En moins de vingt ans, nous sommes passés d’une connexion limitée  à une implantation massive d’outils mobiles connectés dans notre  environnement personnel. Comment cette présence nouvelle et indispensable interagit-elle plus particulièrement avec notre vie intérieure :  notre relation à nous-même, à l’autre, à Dieu ? Quels sont les enjeux  de cette « révolution numérique » qui ne se contente pas de bouleverser  notre manière de communiquer ou de travailler, mais qui touche notre  univers le plus personnel et le plus intime ? Avancer dans ce discernement invite d’abord à une conversion pour ne pas céder à des jugements  excessifs et réducteurs ( A. Corman ).
Il faut donc parcourir de l’intérieur ce paysage nouveau qui se développe en accéléré, pour mesurer  et apprécier au plus juste les impacts culturel, social, politique et spirituel de la réalité numérique sur notre vie personnelle et collective ( I. de  Gaulmyn ).
On peut se laisser prendre par les facilités inhérentes à la  connexion et oublier le réel, qui se rappelle alors à nous, parfois brutalement, parfois dans une parole de sens, suggérée par un au-delà de la  connexion, sorte de mémoire spirituelle du corps ( N. Le Gac ).
L’hyper-connection prend entièrement celui-ci et requiert toute l’attention, car  les sens sont tout entier investis dans ce qui les touche et les sollicite. Si  bien qu’un des fruits les plus imprévus et intéressants du numérique  pourrait bien être la reconstitution d’un espace intime personnel, là  où l’esprit du temps valorise plutôt une transparence de tous les instants  ( J. Arènes ).
En contrepoint, le film  Marie Heurtin met en scène le tact  inépuisable des gestes et des possibilités du corps que déploie une religieuse à l’égard d’une jeune fille sourde, muette et aveugle, lui donnant  ainsi d’accéder à de vraies relations ( C. Tuduri ). Nouveau milieu de  vie, internet, à l’image de la mer, rapproche et relie. L’homme numérique est l’homme du « co- », « individualiste solidaire » qui navigue  de collaborations en communautés efficaces et légères à la fois. Mais  où trouver l’escale pour souffler, goûter des rencontres plus gratuites,  s’incarner durablement ( N. Becquart ) ? Dans la Bible, la Sagesse  incarne cette qualité divine qui est de parcourir et comprendre la réalité  tout entière, en appréciant et jugeant ce que produit l’intelligence des  hommes. Où la trouver ? Sinon là où elle circule et se donne avec plaisir, dans cet « entre-deux » où naissent l’art, la technique, l’éducation  ( J.-M. Carrière ).

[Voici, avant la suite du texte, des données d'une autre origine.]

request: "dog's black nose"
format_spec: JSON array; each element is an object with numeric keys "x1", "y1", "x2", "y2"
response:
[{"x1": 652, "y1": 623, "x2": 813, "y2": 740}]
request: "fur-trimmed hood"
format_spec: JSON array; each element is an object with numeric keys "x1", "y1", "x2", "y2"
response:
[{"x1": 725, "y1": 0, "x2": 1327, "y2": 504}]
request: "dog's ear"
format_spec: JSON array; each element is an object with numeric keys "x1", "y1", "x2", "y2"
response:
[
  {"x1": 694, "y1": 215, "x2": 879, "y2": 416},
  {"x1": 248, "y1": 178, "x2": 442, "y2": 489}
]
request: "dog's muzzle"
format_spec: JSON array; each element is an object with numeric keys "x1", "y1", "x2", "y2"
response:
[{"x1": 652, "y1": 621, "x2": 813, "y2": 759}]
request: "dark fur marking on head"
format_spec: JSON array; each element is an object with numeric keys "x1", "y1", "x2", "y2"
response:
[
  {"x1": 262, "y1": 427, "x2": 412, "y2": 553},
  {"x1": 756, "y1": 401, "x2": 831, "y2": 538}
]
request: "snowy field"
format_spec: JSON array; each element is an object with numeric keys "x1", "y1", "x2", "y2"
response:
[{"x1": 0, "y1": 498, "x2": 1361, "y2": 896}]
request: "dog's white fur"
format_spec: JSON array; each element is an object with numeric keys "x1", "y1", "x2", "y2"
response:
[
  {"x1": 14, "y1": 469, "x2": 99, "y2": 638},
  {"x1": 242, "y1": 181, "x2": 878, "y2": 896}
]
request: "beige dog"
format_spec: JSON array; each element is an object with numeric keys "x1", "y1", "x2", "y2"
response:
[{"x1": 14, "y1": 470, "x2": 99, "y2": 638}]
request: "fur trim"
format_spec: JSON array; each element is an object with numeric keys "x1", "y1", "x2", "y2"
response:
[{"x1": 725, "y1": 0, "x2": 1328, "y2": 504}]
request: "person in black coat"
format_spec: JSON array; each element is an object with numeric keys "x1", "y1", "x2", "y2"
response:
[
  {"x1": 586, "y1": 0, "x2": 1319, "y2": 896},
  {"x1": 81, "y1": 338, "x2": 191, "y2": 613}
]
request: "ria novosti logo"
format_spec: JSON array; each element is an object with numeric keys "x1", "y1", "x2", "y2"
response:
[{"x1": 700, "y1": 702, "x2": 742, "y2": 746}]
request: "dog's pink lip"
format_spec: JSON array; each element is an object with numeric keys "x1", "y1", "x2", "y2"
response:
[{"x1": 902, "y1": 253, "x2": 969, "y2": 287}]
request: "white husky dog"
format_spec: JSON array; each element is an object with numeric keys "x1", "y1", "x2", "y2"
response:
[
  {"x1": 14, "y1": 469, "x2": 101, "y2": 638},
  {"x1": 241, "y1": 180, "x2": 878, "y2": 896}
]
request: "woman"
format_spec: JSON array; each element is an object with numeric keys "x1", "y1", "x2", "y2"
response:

Au-delà des règles nécessaires pour communiquer correctement sur le net, c’est une éducation de la parole et de l’écoute qui  peut tisser, dans les conditions d’extrême mobilité des connexions, des  relations communautaires plus solides, confiantes et durables, orientées  par un goût de l’autre ( G. Le Bel ). Depuis des années, des sites de  prière et de retraite en ligne s’y emploient en ouvrant dans la navigation de beaux espaces de repos, de contemplation, de conversation spirituelle, où on peut être guidé. Les demandes de relation plus profonde ou  d’accompagnement spirituel, qui s’ensuivent souvent, témoignent d’un  besoin de vraie rencontre qui prend son temps et instaure des limites  ( T. Hubert, J.-A. de Garidel, T. Lamboley ).
Il n’est pas facile de s’arrêter, mais la respiration spirituelle en est le fruit ; elle donne la force de  ne pas s’engluer dans les images et de résister aux géants économiques  qui en gèrent la mise en ligne ( V. Fabre ). La question « Où es-tu ? »  qu’entendent Adam et Ève au soir de la Création, dans le tout début de  la Bible, est aussi celle qui nous est posée dans ce monde naissant où  tout se transforme sous la puissance du numérique. Y reconnaître la  voix et le pas de Dieu est déjà se mettre à l’écoute de l’Esprit à l’œuvre  pour y incarner le Christ, comme le fit saint Ignace au XVIe siècle  (R. de Maindreville). Des questions précises et concrètes sur nos pratiques d’internautes ouvrent en vérité ce chemin de discernement et de  liberté ( A.-M. Aitken ).